Intentionally pursuing happiness is rather counterproductive
By JENIBELLE HSU
Imagine your life in the future. Who will you be with? What is your dream home? What career will you have?
We have all our must-haves and absolutely-nots for the perfect life. Although we may not be certain in what we are looking for, we still follow our handy checklist in our pursuit of happiness. And thanks to the internet, we can easily narrow down our preferences with taps and clicks.
Yet, the road to the perfect life is inherently bumpy, since our vision of the future is ever-changing and seldom impractical.
Ironically, as we search frantically for who or what makes us happy, we miss out on life’s surprises and ignore our gut instincts.
In particular, our bucket lists may limit the possibilities at achieving happiness. For example, with the holiday season in session, people of all ages dream of receiving certain gifts and the secret santas of the world skim through customer reviews or “best christmas gifts for __” sites to discover the perfect present.
However, the bests gifts may not always be what we imagined to love, because our preconceived notions about our preferences may be wrong.
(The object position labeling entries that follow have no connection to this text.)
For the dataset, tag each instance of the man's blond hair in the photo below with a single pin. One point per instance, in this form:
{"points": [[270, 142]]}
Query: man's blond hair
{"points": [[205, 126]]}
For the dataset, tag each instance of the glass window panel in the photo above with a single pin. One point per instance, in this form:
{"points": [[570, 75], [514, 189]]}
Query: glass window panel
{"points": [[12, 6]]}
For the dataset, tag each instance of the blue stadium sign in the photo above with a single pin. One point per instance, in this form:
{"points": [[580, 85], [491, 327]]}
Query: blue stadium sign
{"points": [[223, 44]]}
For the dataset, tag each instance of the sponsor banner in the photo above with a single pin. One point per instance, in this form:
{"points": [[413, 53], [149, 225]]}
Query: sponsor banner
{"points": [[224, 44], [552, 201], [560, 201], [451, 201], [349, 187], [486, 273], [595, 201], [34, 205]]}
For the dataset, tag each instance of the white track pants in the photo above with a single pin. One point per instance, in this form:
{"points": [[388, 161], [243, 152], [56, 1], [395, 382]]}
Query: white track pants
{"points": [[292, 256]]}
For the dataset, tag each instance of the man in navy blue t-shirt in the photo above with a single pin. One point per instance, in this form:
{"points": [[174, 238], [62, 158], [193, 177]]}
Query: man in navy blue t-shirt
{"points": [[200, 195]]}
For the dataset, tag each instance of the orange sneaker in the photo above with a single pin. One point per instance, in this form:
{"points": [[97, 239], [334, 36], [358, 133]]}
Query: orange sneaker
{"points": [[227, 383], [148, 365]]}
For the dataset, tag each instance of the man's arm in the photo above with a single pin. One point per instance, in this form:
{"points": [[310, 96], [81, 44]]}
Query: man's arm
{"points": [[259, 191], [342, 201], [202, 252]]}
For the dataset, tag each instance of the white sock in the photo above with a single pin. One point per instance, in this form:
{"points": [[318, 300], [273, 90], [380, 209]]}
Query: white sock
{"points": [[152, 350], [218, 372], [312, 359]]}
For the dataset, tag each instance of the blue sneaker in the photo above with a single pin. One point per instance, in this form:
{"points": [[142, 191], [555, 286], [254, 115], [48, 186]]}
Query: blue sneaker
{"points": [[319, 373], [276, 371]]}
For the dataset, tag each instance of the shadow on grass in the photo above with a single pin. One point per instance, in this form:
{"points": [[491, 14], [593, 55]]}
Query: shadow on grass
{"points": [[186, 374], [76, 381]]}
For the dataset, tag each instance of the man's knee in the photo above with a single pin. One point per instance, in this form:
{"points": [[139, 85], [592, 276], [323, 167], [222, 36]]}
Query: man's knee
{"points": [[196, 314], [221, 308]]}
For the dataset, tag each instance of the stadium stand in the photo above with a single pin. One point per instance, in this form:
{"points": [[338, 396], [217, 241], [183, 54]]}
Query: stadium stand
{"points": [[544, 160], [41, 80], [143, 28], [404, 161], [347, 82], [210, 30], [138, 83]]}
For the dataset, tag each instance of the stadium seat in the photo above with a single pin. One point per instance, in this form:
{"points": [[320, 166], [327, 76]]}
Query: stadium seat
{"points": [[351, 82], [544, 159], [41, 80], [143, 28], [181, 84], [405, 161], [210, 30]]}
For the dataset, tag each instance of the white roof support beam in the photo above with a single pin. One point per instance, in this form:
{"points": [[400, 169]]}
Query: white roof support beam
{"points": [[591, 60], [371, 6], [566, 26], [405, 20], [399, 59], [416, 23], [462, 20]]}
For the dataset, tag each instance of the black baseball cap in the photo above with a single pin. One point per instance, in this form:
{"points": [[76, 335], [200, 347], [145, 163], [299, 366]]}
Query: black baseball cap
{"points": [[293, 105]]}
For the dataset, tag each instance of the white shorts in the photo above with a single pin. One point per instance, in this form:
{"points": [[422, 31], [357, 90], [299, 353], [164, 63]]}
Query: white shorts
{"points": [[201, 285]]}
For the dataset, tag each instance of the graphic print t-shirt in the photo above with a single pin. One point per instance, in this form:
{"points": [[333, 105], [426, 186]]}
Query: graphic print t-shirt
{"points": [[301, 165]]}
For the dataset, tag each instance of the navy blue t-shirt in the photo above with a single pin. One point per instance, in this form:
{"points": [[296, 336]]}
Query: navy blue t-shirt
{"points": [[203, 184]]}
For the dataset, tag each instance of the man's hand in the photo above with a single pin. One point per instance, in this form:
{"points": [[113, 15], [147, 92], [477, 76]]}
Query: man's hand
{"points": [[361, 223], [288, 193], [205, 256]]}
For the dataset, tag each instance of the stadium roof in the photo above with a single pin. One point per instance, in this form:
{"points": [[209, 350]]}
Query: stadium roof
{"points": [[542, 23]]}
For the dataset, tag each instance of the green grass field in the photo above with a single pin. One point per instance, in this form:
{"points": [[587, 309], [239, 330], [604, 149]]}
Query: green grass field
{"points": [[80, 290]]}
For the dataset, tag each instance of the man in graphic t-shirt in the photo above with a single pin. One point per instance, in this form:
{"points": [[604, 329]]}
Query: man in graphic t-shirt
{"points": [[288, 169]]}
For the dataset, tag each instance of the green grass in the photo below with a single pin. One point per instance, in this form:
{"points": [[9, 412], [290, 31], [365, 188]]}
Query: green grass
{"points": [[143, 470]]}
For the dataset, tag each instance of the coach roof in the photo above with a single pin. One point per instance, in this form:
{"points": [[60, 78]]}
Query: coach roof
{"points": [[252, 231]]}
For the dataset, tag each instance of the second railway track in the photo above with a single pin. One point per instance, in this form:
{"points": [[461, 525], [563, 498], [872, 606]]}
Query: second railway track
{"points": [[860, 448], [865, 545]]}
Similarly, we may not live the life we imagined in our heads, but that does not mean that we will be discontent. Though straying away from orderly checklists sounds risky, one must welcome new possibilities, because the most unexpected rewards may be most beloved in the long run.
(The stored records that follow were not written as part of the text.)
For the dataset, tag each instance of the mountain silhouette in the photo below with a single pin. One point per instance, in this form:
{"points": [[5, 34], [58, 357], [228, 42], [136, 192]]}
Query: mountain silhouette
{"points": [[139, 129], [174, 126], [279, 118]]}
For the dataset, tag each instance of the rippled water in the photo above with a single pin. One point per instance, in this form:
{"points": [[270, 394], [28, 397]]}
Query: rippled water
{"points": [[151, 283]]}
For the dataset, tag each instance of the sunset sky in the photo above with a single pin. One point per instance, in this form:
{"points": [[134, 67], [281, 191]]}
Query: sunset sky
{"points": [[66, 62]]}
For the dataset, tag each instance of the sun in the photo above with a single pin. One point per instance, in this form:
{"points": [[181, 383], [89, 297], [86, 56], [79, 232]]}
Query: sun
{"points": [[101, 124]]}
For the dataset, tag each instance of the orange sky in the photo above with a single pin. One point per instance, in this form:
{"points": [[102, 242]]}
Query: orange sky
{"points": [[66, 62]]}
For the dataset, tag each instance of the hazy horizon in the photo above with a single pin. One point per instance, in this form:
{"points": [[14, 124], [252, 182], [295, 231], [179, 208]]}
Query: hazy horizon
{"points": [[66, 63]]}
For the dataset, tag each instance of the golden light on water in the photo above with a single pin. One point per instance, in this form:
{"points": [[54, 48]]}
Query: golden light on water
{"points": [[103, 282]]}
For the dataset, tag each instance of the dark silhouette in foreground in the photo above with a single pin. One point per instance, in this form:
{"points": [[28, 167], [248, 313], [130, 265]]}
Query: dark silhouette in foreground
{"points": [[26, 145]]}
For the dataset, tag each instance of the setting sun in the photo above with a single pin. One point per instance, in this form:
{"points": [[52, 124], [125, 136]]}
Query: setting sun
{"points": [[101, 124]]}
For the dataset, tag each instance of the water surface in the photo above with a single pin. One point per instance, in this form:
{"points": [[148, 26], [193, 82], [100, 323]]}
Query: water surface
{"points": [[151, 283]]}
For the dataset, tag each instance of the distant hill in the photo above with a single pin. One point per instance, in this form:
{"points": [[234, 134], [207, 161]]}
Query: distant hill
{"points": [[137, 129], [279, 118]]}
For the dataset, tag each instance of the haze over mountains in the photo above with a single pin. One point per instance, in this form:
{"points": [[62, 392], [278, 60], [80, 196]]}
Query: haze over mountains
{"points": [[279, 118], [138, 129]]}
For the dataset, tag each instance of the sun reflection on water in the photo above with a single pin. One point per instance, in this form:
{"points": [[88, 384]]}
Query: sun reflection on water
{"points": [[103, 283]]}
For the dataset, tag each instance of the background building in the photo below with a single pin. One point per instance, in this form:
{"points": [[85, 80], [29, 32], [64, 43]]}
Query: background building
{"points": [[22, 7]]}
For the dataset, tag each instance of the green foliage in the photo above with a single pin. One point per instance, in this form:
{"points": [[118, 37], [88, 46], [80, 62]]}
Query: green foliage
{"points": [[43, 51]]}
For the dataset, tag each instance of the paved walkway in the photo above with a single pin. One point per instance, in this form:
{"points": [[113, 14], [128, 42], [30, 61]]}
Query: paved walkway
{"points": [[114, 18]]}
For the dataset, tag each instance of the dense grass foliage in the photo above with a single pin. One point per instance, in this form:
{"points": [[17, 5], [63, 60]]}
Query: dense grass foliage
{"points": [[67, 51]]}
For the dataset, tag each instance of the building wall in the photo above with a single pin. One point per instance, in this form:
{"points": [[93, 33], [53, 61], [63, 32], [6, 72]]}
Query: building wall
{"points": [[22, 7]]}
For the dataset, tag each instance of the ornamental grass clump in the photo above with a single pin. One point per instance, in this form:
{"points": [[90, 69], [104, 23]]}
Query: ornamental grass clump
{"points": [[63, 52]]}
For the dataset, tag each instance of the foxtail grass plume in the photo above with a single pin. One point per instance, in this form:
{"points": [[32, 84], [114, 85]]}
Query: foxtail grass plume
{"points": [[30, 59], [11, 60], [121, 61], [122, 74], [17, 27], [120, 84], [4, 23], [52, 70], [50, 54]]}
Recently, the pursuit of happiness has reached into the corporate world, where employers hire Chief Happiness Officers or CHO to monitor employees’ well-being. Though CHOs aim to promote a safe workplace, many employees may feel self-conscious and restricted as they constantly reflect on their emotions and are encouraged to accept a “standard” meaning of happiness.
One common way to “calculate happiness” is to hand out surveys questioning employees’ satisfaction with their lives or outlooks on the future, but every person interprets such ambiguous qualities differently. Therefore, the “test results” may foster more panic attacks than healthy mindsets.
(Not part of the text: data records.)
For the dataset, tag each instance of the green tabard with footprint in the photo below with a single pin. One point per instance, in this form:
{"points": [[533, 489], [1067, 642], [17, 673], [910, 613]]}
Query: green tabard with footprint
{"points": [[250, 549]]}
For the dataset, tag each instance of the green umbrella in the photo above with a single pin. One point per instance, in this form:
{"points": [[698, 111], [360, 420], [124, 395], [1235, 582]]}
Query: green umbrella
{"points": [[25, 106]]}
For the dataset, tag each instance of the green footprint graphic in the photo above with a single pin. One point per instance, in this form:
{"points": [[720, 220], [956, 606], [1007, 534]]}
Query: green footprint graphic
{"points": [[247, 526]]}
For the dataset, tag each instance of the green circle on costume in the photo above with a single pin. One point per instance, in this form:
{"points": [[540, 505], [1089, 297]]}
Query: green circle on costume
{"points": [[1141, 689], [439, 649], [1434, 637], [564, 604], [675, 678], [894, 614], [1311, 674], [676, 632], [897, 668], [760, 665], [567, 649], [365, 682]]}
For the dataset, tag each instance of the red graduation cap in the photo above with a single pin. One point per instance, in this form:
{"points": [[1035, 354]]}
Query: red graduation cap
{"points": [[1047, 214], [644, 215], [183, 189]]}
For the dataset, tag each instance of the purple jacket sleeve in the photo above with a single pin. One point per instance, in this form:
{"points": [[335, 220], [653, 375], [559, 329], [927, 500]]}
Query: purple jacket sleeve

What these employers are missing is that happiness is cannot be tracked down in progress reports; our feelings cannot be distinguished like black and white. When we deliberately analyze our “happiness levels.” we resort to emulate how other “star students” found happiness, and overlook our own exciting but unpredictable journey to a perfect (or near perfect) life.
Nevertheless, abiding by personal criterias seems more reliable than following our dubious hearts in a world with too many possibilities. For many people looking to settle down, waiting for fate to bring “the one” is simply unrealistic. Therefore, online dating apps such as Tinder and Bumble sort out potential suitors based on one’s vision and bring together many soul mates who would have never met otherwise.
Undeniably, the internet provides people virtually foolproof ways to find happiness, yet not everyone is guaranteed to meet their perfect match online.
As a child, I imagined adopting a playful shelter cat that can enchant my boring life. However, a lazy yet loving tabby introduced by a neighbor ultimately stole my heart. Likewise, you may one day live happily with your soulmate who is “not your type” or “out of your league” in a house that too closely resembles your dreadful childhood home. When we try too hard to pursue an ideal life, we may unintentionally hinder fate from doing its work.
The bottomline is: though we may try to “force” happiness into our lives, we should follow where our hearts go, even to the least expected places and people.